Bywater expects that soon there will be virtual reality testing for peripheral vision.

“Some diseases, such as glaucoma, don’t restrict the ability to read the letters on the chart, but instead reduces the peripheral vision slowly, so slowly that the patient doesn’t even realize it. To be able to test that is important and we’re on the verge of some new technologies that will make that test easier for patients,” he said.

Bywater said eye transplants have not been successful because, “between the eye and the brain there are 120 million nerves, so we are very far away from being able to re-establish those connections.”

Bywater said today, however, there are options for patients undergoing cataract surgery.

“It is really incredible because after the cataract comes out, you can actually have a lens put into your eye that gives distant and close vision.” He said unlike bi-focal lenses that assign the upper and lower parts to focus on near and far, the new implanted lenses have a dozen concentric rings with one ring for near and the next ring for far and so on.

“It is easy for the brain to get used to having vision for distance and for up close, almost like we had when we were young,” he said. “Whatever is important to you, the brain will focus on. If you’re driving your brain will focus on the distance vision and if you’re looking at your cell phone your brain will focus on the up-close vision. One ring does not impact another ring.”

Bywater also offers urgent care services for people with eye injuries or infections and has a room dedicated for theses emergencies.

“We see these people on a walk-in basis. We established this service during Covid and from March 2020 to August 2020 I’d say we kept 60 people out of the emergency room with things we could handle very easily and efficiently,” he said.
Bywater explained why he loves seeing three year olds.

“Vision takes about six years to fully develop and the only way we can catch certain eye conditions, like ‘lazy eye,’ is to catch it before age six. This condition is when an eye does not see well in spite of glasses because there are not enough nerve connections between the eye and the brain due to the lack of development.

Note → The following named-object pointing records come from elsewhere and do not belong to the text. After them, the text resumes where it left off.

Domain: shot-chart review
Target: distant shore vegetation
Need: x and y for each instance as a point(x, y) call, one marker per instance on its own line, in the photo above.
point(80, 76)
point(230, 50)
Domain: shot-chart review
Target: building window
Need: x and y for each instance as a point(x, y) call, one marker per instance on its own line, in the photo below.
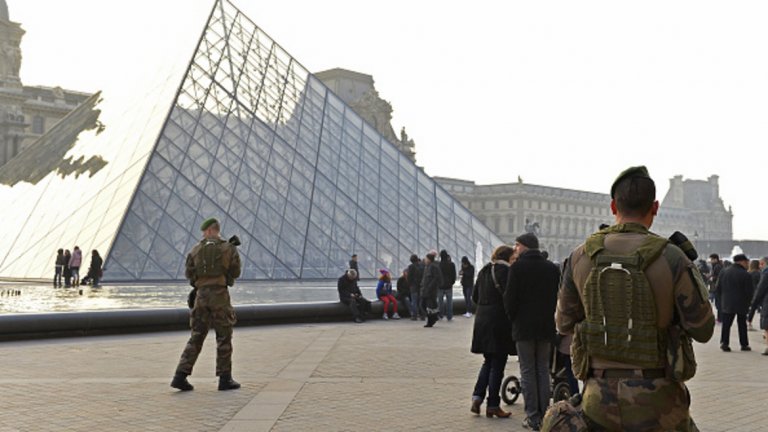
point(38, 124)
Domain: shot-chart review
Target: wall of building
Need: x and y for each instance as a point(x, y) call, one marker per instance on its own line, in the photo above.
point(565, 217)
point(26, 112)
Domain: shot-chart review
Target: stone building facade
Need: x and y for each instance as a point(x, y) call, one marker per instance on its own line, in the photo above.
point(563, 218)
point(358, 91)
point(26, 112)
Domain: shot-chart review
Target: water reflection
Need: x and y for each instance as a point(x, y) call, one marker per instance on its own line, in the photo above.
point(45, 298)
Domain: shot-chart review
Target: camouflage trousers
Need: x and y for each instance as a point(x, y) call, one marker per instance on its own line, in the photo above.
point(637, 405)
point(212, 309)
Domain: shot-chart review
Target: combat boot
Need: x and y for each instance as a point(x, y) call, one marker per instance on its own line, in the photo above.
point(227, 383)
point(180, 382)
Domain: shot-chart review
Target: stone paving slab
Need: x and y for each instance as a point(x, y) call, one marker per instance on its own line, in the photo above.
point(375, 376)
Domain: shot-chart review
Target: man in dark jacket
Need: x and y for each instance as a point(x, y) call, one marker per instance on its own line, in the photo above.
point(430, 284)
point(760, 302)
point(350, 295)
point(714, 295)
point(530, 300)
point(735, 288)
point(353, 266)
point(415, 275)
point(445, 293)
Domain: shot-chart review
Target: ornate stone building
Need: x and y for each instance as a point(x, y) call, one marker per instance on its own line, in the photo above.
point(26, 112)
point(563, 218)
point(358, 91)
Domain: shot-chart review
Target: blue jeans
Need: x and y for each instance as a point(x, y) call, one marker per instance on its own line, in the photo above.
point(445, 306)
point(534, 377)
point(468, 297)
point(490, 377)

When one eye is developing faster than the other the brain will choose to use the vision from the better eye and disregard the slower developing eye.” He pointed out that once the critical age of six passes the eye is not able to make any more connections; there are no second chances.”

Bywater said there are different therapies available, such as patching the good eye for a certain amount of time to force the brain to use the weaker eye.

“If the connections are made the eyes tend to become more equalized and prevents the lazy eye from developing,” he said.

Bywater also offers help with Myopia Management, pointing out that young people today are becoming more near-sighted at an earlier age than their parents.

“We used to blame it on reading books too much and then reading our phones and screens too much, but we actually now know that it’s due to not enough time playing outdoors as a young person,” he said. “The research says two hours a day outdoors is healthy for the eyes.”

Bywater noted that the United Nation’s World Health Organization and the American Association of Pediatrics have made this issue a priority, starting with educating parents.

“I love seeing kids because there is so much that I can do to make their eyes healthier for the rest of their lives,” he said.